Re: [PATCH 8/8] shmem,percpu_counter: add _limited_add(fbc, limit, amount)

From: Dennis Zhou
Date: Fri Oct 06 2023 - 18:59:39 EST


Hello,

On Thu, Oct 05, 2023 at 10:42:17PM -0700, Hugh Dickins wrote:
> On Thu, 5 Oct 2023, Chen, Tim C wrote:
>
> > >--- a/lib/percpu_counter.c
> > >+++ b/lib/percpu_counter.c
> > >@@ -278,6 +278,59 @@ int __percpu_counter_compare(struct
> > >percpu_counter *fbc, s64 rhs, s32 batch) }
> > >EXPORT_SYMBOL(__percpu_counter_compare);
> > >
> > >+/*
> > >+ * Compare counter, and add amount if the total is within limit.
> > >+ * Return true if amount was added, false if it would exceed limit.
> > >+ */
> > >+bool __percpu_counter_limited_add(struct percpu_counter *fbc,
> > >+ s64 limit, s64 amount, s32 batch) {
> > >+ s64 count;
> > >+ s64 unknown;
> > >+ unsigned long flags;
> > >+ bool good;
> > >+
> > >+ if (amount > limit)
> > >+ return false;
> > >+
> > >+ local_irq_save(flags);
> > >+ unknown = batch * num_online_cpus();
> > >+ count = __this_cpu_read(*fbc->counters);
> > >+
> > >+ /* Skip taking the lock when safe */
> > >+ if (abs(count + amount) <= batch &&
> > >+ fbc->count + unknown <= limit) {
> > >+ this_cpu_add(*fbc->counters, amount);
> > >+ local_irq_restore(flags);
> > >+ return true;
> > >+ }
> > >+
> > >+ raw_spin_lock(&fbc->lock);
> > >+ count = fbc->count + amount;
> > >+
> >
> > Perhaps we can fast path the case where for sure
> > we will exceed limit?
> >
> > if (fbc->count + amount - unknown > limit)
> > return false;
>
> Thanks, that sounds reasonable: I'll try to add something like that -
> but haven't thought about it carefully enough yet (too easy for me
> to overlook some negative case which messes everything up).
>
> Hugh
>

Sorry for the late chime in.

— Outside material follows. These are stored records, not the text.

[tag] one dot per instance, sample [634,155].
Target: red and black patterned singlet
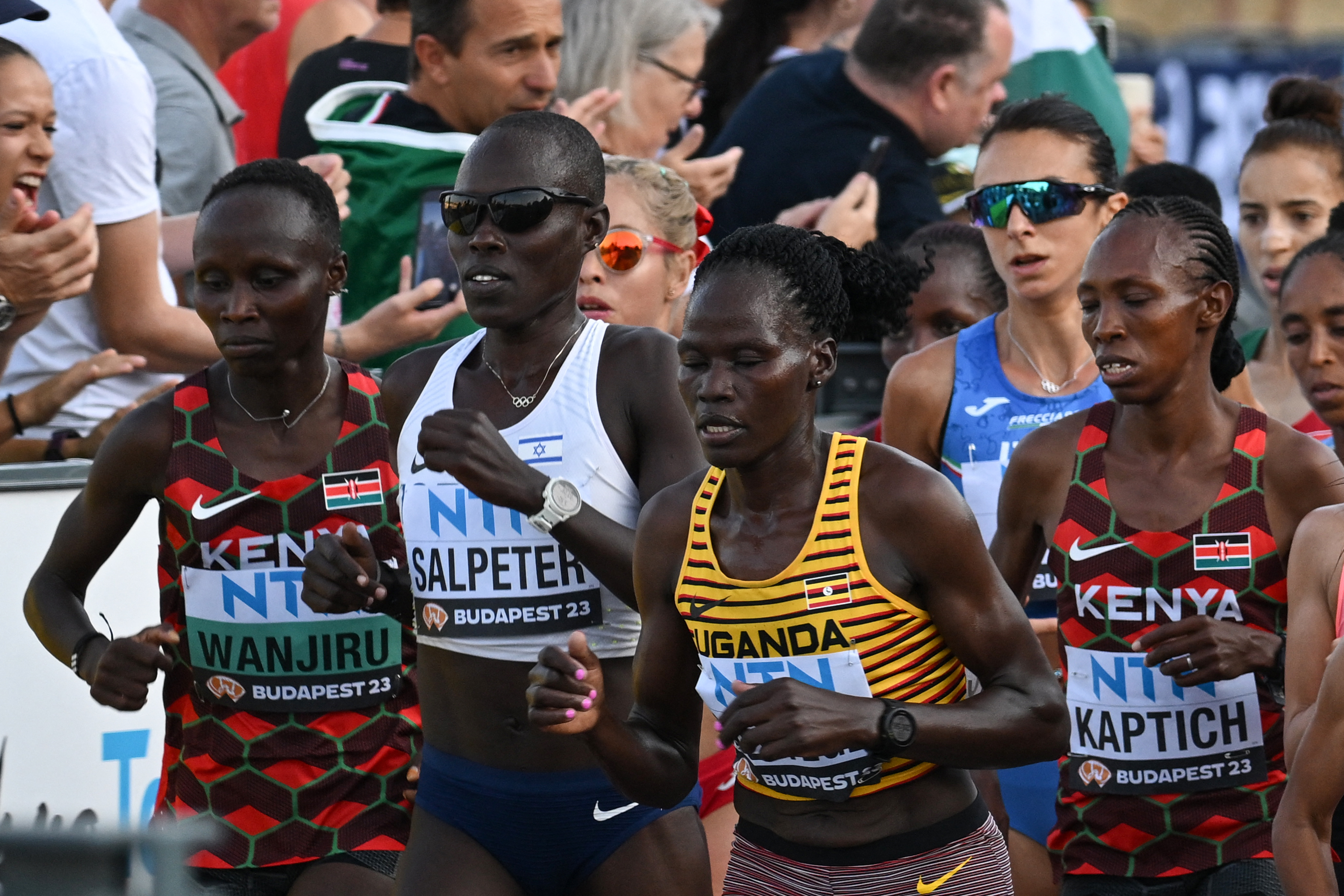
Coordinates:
[293,730]
[1163,779]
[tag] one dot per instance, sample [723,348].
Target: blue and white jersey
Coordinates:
[990,417]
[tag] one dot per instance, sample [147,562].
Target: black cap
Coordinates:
[11,10]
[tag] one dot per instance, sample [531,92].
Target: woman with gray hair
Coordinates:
[651,51]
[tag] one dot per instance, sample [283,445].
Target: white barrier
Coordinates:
[65,750]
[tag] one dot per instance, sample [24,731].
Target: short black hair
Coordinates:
[288,175]
[557,143]
[445,21]
[838,291]
[1070,121]
[11,49]
[1215,253]
[903,41]
[1173,179]
[1331,244]
[925,245]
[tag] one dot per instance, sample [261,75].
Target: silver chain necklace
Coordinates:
[523,401]
[1050,386]
[286,413]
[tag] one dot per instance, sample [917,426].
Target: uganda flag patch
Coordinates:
[830,590]
[357,488]
[1224,551]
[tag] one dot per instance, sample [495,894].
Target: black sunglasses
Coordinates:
[513,210]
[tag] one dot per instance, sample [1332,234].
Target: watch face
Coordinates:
[566,496]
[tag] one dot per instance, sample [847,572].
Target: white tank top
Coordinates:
[487,584]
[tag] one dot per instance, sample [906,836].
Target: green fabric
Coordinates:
[1252,342]
[1085,78]
[387,179]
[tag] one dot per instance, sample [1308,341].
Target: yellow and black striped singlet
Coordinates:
[824,620]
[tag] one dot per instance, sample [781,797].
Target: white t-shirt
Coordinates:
[105,156]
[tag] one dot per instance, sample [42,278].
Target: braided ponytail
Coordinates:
[839,292]
[1217,254]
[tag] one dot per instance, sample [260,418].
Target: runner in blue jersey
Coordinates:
[1045,189]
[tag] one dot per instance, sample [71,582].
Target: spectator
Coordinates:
[183,43]
[651,51]
[640,271]
[380,54]
[756,36]
[924,73]
[472,62]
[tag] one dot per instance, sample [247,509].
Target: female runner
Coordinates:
[1170,515]
[1309,315]
[1292,177]
[834,641]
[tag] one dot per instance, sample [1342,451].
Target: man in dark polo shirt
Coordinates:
[924,73]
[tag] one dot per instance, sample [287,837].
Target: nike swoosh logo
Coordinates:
[205,514]
[1082,554]
[928,888]
[991,404]
[607,814]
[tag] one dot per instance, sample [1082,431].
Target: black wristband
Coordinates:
[14,414]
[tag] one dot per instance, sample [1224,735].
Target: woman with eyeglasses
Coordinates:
[640,271]
[526,452]
[1045,187]
[649,51]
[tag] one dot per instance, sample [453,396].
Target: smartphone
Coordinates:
[876,152]
[432,256]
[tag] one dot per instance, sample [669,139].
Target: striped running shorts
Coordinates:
[960,856]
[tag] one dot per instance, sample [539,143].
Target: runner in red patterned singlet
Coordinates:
[1170,515]
[291,729]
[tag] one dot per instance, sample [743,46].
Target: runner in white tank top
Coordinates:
[526,452]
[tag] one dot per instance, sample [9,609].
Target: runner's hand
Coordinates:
[468,446]
[340,573]
[787,718]
[566,692]
[590,109]
[1218,651]
[709,178]
[127,667]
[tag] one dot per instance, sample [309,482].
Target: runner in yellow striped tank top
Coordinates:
[832,590]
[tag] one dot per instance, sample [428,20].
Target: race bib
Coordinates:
[256,646]
[1136,731]
[830,778]
[483,572]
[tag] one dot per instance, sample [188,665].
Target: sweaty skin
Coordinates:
[750,366]
[263,281]
[1171,442]
[475,707]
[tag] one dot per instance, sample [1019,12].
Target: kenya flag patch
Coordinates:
[1224,551]
[357,488]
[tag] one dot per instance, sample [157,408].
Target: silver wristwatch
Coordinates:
[561,500]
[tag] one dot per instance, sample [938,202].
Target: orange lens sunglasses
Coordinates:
[623,249]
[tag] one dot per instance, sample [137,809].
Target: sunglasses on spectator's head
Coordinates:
[1041,201]
[623,249]
[513,210]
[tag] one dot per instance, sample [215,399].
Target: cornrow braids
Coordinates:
[1217,253]
[1332,242]
[838,291]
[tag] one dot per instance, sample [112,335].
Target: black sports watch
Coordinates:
[897,730]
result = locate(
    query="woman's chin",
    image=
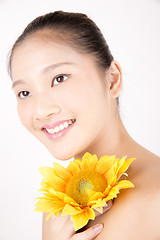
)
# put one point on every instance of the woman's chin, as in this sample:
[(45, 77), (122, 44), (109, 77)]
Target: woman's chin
[(63, 156)]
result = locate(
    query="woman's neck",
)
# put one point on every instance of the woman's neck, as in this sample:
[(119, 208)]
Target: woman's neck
[(116, 141)]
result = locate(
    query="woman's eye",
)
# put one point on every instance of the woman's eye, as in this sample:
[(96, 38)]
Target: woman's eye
[(59, 79), (24, 94)]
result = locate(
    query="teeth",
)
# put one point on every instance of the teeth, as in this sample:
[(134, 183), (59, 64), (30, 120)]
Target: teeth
[(60, 127), (65, 124)]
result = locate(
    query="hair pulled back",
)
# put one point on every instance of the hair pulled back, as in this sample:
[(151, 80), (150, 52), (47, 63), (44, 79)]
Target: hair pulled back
[(76, 29)]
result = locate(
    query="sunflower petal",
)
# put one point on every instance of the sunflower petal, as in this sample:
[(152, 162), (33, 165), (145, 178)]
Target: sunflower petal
[(46, 171), (61, 172), (69, 210), (81, 219), (124, 184), (124, 167)]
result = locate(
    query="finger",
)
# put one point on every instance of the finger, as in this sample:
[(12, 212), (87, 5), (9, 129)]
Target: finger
[(105, 209), (89, 234)]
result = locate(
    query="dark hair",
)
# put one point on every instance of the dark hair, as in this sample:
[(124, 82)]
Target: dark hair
[(76, 29)]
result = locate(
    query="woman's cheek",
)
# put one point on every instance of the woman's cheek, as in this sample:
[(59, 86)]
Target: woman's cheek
[(24, 115)]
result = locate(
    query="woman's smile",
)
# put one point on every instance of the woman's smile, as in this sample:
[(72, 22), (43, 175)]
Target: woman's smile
[(55, 85), (58, 129)]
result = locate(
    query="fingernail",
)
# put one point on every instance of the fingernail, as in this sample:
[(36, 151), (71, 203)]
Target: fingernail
[(98, 228)]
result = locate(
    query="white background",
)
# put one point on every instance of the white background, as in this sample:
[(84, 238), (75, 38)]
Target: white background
[(132, 29)]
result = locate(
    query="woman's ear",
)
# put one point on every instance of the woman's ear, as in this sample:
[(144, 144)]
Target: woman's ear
[(115, 79)]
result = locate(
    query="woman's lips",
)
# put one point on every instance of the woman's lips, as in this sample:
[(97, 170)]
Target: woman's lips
[(58, 129)]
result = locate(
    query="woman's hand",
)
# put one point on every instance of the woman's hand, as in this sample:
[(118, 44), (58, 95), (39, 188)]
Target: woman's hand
[(61, 228)]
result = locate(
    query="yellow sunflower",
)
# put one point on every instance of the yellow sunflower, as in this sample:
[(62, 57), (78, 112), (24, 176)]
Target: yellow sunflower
[(84, 186)]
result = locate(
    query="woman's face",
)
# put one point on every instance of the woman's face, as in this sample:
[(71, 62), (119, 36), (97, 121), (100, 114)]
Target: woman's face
[(63, 99)]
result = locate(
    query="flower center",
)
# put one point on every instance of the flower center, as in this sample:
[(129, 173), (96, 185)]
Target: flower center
[(76, 187)]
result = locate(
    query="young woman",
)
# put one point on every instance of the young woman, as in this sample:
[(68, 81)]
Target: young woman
[(67, 86)]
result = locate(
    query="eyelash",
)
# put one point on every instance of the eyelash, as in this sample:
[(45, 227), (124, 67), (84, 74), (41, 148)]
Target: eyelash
[(60, 75), (25, 94)]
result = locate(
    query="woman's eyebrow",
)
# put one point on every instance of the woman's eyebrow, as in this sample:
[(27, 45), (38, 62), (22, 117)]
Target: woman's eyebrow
[(16, 83), (53, 66), (50, 67)]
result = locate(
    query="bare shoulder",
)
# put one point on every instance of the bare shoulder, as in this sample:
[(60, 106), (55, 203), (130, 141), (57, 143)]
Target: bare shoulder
[(136, 212)]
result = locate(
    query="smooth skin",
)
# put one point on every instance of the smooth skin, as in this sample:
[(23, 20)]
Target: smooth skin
[(89, 96)]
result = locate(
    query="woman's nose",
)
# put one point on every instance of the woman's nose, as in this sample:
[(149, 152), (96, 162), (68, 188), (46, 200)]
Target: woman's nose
[(44, 108)]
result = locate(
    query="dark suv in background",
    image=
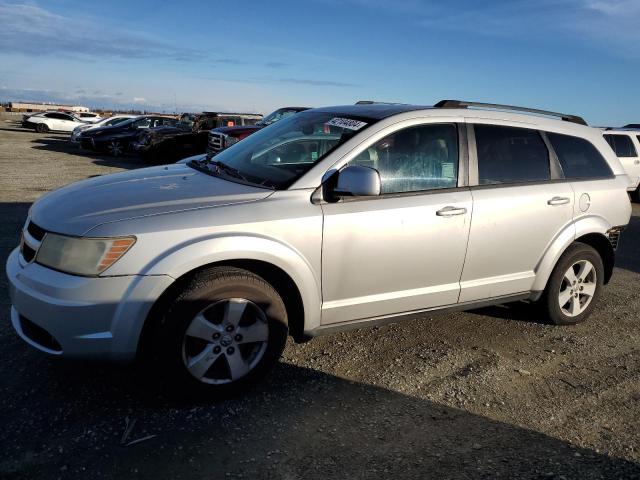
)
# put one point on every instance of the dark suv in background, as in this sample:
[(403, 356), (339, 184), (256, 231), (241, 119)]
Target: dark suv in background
[(223, 137), (188, 136)]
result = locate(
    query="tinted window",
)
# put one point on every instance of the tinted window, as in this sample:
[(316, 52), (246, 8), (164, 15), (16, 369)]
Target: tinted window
[(510, 155), (414, 159), (622, 145), (578, 157)]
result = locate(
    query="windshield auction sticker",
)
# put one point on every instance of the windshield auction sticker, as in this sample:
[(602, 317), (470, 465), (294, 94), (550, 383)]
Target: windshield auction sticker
[(346, 123)]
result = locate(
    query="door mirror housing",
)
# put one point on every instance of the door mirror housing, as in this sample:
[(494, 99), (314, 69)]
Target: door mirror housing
[(357, 181)]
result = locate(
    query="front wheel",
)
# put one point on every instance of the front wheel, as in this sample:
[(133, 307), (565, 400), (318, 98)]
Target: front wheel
[(115, 148), (574, 286), (224, 332)]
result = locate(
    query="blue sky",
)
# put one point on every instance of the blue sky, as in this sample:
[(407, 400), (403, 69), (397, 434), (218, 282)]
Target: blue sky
[(575, 56)]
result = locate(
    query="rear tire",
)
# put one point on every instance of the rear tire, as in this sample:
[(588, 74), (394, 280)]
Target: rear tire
[(221, 335), (574, 286)]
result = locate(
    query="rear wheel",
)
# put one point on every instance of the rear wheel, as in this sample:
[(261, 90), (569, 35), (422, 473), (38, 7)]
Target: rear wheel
[(224, 332), (574, 286), (115, 148)]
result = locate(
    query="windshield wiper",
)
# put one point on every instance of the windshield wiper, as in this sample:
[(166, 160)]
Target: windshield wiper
[(229, 170)]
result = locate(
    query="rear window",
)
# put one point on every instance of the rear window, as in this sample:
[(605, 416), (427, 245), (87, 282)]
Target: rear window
[(510, 155), (622, 145), (578, 157)]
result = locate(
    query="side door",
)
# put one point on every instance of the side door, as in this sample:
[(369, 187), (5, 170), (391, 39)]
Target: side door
[(67, 123), (520, 204), (54, 121), (402, 251), (626, 150)]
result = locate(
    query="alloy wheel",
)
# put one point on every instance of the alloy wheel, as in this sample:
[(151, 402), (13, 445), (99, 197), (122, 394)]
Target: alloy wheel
[(577, 288), (225, 341)]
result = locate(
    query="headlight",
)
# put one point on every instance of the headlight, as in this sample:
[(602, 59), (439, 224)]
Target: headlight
[(82, 256)]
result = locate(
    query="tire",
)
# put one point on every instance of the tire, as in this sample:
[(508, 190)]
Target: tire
[(579, 298), (199, 338), (115, 148)]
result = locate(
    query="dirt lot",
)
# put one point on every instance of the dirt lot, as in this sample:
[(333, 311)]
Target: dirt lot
[(485, 394)]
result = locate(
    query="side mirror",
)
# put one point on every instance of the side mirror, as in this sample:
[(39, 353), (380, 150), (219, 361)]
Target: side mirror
[(357, 181)]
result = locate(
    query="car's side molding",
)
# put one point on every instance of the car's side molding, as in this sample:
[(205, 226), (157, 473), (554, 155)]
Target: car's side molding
[(230, 248), (582, 226)]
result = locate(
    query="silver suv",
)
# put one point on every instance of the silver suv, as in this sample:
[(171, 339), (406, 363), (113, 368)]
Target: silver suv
[(332, 219)]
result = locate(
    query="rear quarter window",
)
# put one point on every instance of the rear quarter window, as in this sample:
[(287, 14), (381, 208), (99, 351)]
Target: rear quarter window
[(510, 155), (622, 145), (579, 158)]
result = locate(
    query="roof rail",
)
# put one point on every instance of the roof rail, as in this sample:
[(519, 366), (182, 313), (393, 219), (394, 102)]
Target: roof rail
[(496, 106), (375, 102)]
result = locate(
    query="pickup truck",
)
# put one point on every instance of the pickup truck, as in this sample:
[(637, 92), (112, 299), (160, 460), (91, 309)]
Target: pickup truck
[(189, 136), (223, 137)]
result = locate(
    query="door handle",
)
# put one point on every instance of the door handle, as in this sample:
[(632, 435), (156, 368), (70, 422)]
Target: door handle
[(558, 201), (451, 211)]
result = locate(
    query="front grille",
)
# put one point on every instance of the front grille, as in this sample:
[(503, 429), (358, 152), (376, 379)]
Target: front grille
[(28, 253), (613, 235), (35, 231), (39, 335), (216, 142)]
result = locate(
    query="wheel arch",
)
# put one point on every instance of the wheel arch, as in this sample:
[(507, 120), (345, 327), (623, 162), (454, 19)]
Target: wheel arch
[(291, 278), (590, 230)]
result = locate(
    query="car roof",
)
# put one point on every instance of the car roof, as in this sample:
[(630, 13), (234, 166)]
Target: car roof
[(622, 131), (529, 118), (374, 111)]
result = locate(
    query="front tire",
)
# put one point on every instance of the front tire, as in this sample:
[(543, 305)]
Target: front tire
[(574, 286), (222, 334), (115, 148)]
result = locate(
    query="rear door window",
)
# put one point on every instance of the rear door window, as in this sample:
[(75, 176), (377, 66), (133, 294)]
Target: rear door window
[(578, 157), (510, 155), (622, 145)]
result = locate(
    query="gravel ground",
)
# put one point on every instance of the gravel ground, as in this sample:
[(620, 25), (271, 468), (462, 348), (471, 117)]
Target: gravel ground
[(493, 393)]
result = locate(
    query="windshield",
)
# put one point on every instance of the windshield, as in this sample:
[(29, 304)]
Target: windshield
[(278, 155), (277, 116)]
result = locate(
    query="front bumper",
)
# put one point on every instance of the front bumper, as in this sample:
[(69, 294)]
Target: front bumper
[(82, 317)]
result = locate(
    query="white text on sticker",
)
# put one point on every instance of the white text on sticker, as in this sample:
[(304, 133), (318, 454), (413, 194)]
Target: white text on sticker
[(346, 123)]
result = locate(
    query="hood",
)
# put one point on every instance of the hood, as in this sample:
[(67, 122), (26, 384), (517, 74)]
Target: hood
[(79, 207), (108, 129)]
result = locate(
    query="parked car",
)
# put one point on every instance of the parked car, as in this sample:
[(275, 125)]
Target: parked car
[(89, 116), (625, 142), (52, 121), (189, 136), (332, 219), (105, 122), (117, 139), (223, 137)]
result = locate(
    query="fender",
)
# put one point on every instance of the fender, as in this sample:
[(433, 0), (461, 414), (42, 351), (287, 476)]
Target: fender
[(582, 226), (188, 257)]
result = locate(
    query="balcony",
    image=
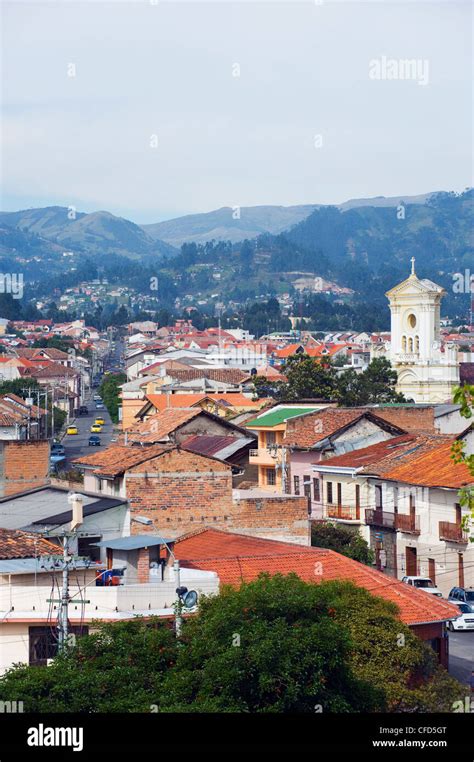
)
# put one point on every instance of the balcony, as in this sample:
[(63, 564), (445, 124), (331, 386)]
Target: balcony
[(377, 517), (342, 512), (451, 532), (404, 522)]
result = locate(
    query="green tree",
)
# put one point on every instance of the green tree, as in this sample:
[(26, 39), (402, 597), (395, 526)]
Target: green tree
[(270, 646), (109, 390), (325, 534), (306, 378), (464, 396), (376, 384), (276, 644)]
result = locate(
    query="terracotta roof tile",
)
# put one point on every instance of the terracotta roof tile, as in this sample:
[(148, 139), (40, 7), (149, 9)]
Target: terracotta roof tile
[(308, 429), (158, 427), (117, 459), (433, 469)]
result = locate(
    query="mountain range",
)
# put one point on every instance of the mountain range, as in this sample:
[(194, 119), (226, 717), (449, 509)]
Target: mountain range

I'm traveling right now.

I haven't been super happy lately with percpu_counter as it has had a
few corner cases such as the cpu_dying_mask fiasco which I thought we
fixed with a series from tglx [1]. If not I can resurrect it and pull
it.

I feel like percpu_counter is deviating from its original intended
usecase which, from my perspective, was a thin wrapper around a percpu
variable. At this point we seem to be bolting onto percpu_counter
instead of giving it a clear focus for what it's supposed to do well.
I think I understand the use case, and ultimately it's kind of the
duality where I think it was xfs is using percpu_counters where it must
be > 0 for the value to make sense and there was a race condition with
cpu dying [2].

At this point, I think it's probably better to wholy think about the
lower bound and upper bound problem of percpu_counter wrt the # of
online cpus.

Thanks,
Dennis

[1] https://lore.kernel.org/lkml/20230414162755.281993820@xxxxxxxxxxxxx/
[2] https://lore.kernel.org/lkml/20230406015629.1804722-1-yebin@xxxxxxxxxxxxxxx/